Hanging out with cool cats at the cafe

The Cat Cafe

Many millions of people in the UK own a pet and according to psychologists, they make us healthier and happier. For many of us though, long hours at work, lack of disposable income or restricted living space make owning a pet near impossible.

Cat cafés are a growing phenomenon enabling people to spend time with a feline without any of the responsibilities that accompany ownership. A trip to a cat café is becoming an increasingly popular way of reaping the emotional benefits of a quick cuddle or petting session without worrying about the full-time job of caring for a cat when they need feeding, a trip to the vet or a change of litter.

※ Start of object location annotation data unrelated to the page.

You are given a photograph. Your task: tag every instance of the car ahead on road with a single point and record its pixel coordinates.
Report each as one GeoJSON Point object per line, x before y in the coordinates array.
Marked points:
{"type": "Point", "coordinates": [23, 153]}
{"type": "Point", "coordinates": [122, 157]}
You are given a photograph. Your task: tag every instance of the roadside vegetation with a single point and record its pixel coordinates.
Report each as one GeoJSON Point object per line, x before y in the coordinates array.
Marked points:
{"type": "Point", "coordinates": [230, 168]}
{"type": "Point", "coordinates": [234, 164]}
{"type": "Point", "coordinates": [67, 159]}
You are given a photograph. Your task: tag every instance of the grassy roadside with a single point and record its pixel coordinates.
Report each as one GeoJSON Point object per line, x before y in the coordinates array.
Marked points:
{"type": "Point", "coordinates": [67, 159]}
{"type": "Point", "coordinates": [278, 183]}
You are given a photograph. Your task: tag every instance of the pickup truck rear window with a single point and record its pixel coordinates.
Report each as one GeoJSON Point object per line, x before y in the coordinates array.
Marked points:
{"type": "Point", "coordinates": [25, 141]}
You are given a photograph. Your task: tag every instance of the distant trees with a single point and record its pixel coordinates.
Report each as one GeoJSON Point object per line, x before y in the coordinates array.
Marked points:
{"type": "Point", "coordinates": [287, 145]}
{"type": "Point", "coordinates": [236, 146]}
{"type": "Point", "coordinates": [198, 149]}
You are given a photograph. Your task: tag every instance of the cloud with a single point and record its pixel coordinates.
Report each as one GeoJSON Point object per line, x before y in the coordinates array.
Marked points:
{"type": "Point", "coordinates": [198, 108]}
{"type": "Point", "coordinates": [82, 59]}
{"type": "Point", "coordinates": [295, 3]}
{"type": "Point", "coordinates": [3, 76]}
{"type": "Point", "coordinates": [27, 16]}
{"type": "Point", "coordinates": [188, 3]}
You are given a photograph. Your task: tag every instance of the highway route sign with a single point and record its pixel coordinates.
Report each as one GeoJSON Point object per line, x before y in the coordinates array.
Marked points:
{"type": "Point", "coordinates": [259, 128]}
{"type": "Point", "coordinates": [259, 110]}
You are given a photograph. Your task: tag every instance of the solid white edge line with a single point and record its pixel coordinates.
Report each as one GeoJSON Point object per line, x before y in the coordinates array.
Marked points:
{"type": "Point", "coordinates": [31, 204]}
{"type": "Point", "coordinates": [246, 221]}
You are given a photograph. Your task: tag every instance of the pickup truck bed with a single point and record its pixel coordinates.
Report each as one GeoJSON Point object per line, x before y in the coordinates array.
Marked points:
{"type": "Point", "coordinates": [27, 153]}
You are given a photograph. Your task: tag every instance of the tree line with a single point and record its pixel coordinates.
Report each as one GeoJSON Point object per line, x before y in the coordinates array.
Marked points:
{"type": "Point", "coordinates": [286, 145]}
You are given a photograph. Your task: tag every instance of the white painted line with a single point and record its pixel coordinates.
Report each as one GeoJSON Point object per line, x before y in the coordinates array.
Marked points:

The international trend for cat cafes originated in Taipei, Taiwan, where the world’s first feline café, Cat Flower Garden, opened in 1998. Tourists flocked to the venue and took the concept over to Japan. The first Japanese cat café opened in Osaka in 2005, and now there are said to be nearly 40 in Tokyo alone.

Japan has taken the original concept to another level since the early days when cats took centre stage. Some of the liveliest cafes now have owls, rabbits and goats available for petting. Tokyo’s Fukoro no Mise (shop of owls) often has a two-month waiting list.

Here in the UK, the Food Standards Agency allows animals into a café but legislates that “reasonable precaution” must be taken (and demonstrable) to prevent domestic animals from accessing food preparation areas.

Café owners are careful to choose moggies that enjoy the company of other cats and people, often working with vets to make sure this is the case. In some instances cats come from rescue centres and are offered to customers for adoption while ‘working’.

A study by Miami University found that pet owners tend to be healthier and happier. Researcher Allen McConnell explained: “Pet owners have greater self-esteem, are physically fitter, tend to be less lonely, are more conscientious, more extroverted, tend to be less fearful and less preoccupied than non-owners.”

So it’s scientifically proven that having a four-legged friend on the scene can be a real boost for us, but for those who can’t keep a pet at home, animal cafes certainly seem like the perfect alternative.